BACKGROUND: The annual Georgia Immunization Study (GIS) employs a retrospective cohort research design to determine the up-to-date (UTD) immunization rate for 24 month old children born in Georgia. Results from the 2013 GIS were compared with data obtained from the Georgia Registry of Immunization Transactions and Services (GRITS) alone to ascertain how accurately GRITS data reflect UTD immunization rates by 24 months of age before parent or provider validation.
METHODS: A stratified random sample of 2,489 children born in Georgia who were 24 months in January 2013 was selected. Identifying information was obtained from electronic birth records, and immunization data were obtained from GRITS. For children inadequately immunized (4:3:1:3:3:1:4 level) based on Advisory Committee on Immunization Practices (ACIP) recommendations, health department staff contacted parents and providers for additional information. Immunization data were analyzed in conjunction with demographic variables obtained from State Vital Records. The number of children UTD by 24 months in GRITS was compared with the number UTD by 24 months after immunization history was validated via parent and provider contact. Differences in coverage rates were calculated using a one-tailed T test. Level of significance was determined using an alpha value of 0.05.

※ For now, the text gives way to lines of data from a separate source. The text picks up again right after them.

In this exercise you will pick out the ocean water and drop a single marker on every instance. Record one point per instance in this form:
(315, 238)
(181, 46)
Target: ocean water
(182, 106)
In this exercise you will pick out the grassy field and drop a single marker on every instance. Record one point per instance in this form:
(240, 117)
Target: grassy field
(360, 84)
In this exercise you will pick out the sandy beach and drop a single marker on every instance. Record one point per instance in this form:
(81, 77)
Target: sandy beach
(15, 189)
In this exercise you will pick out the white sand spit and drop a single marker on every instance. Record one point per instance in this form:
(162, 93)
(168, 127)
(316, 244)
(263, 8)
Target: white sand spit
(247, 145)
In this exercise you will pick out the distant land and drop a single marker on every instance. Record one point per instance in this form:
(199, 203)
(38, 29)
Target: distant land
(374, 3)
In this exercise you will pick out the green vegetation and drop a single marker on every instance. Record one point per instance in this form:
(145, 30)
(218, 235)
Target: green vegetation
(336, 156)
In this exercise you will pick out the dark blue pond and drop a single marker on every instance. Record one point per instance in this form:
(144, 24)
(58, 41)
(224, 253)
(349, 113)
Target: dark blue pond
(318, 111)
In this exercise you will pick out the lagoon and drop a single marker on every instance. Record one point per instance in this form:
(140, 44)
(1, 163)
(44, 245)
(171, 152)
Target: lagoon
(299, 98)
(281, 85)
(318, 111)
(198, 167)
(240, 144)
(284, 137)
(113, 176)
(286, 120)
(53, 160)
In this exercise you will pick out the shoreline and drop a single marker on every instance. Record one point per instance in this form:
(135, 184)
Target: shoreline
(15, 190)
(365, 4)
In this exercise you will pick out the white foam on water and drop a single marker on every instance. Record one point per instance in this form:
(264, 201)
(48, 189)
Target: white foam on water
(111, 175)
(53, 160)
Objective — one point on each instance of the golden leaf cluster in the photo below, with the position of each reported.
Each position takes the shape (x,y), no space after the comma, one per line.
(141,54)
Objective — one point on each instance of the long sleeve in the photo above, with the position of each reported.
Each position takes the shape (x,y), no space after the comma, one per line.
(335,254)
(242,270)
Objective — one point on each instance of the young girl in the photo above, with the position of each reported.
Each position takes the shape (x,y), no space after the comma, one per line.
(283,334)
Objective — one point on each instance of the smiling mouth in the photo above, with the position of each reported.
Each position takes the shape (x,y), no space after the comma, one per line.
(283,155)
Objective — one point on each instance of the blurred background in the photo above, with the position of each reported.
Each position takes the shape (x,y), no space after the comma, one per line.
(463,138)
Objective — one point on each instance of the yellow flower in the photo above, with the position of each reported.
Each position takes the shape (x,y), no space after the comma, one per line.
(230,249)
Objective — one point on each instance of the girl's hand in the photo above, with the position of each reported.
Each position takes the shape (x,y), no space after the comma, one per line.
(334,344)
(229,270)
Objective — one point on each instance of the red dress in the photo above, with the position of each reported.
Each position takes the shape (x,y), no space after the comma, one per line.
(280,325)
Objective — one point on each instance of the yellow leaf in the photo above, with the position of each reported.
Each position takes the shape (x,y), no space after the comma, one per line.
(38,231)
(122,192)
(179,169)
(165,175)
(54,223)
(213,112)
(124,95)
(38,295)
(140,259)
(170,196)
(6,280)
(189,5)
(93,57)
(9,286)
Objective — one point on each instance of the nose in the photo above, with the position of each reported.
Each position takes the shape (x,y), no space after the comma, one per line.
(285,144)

RESULTS: Based on GRITS alone, 80.2% of 24 month old children in the GIS were UTD. This rate increased to 85.0% following parent/provider follow up (95% CI [0.030, 0.065]). This significant increase in the State rate was reflected across multiple demographic categories including: maternal race/ethnicity, maternal age, education, marital status, and history of previous children, health insurance status at birth, Women Infant and Children (WIC) enrollment, provider type (public versus private), and number of providers. When the difference in coverage rates was analyzed by District, UTD rate increases ranged from 0 to 15% (median 3.9%) although only three of 18 Districts had increases that were significant (95% CI [0.015, 0.167], [0.021, 0.153] [0.065, 0.235]).
CONCLUSIONS: Using 2013 GIS data, there was no significant difference between UTD immunization rates based on GRITS and those determined to be UTD after parent/provider contact in 15 of 18 districts in GA, despite a significant difference in the State rate as a whole, indicating that GRITS data provides a reasonable measure of true coverage rates among 24-month-old children in GA. Further identification of factors contributing to immunization documentation failure as well as outreach to providers is needed to improve GRITS record completeness.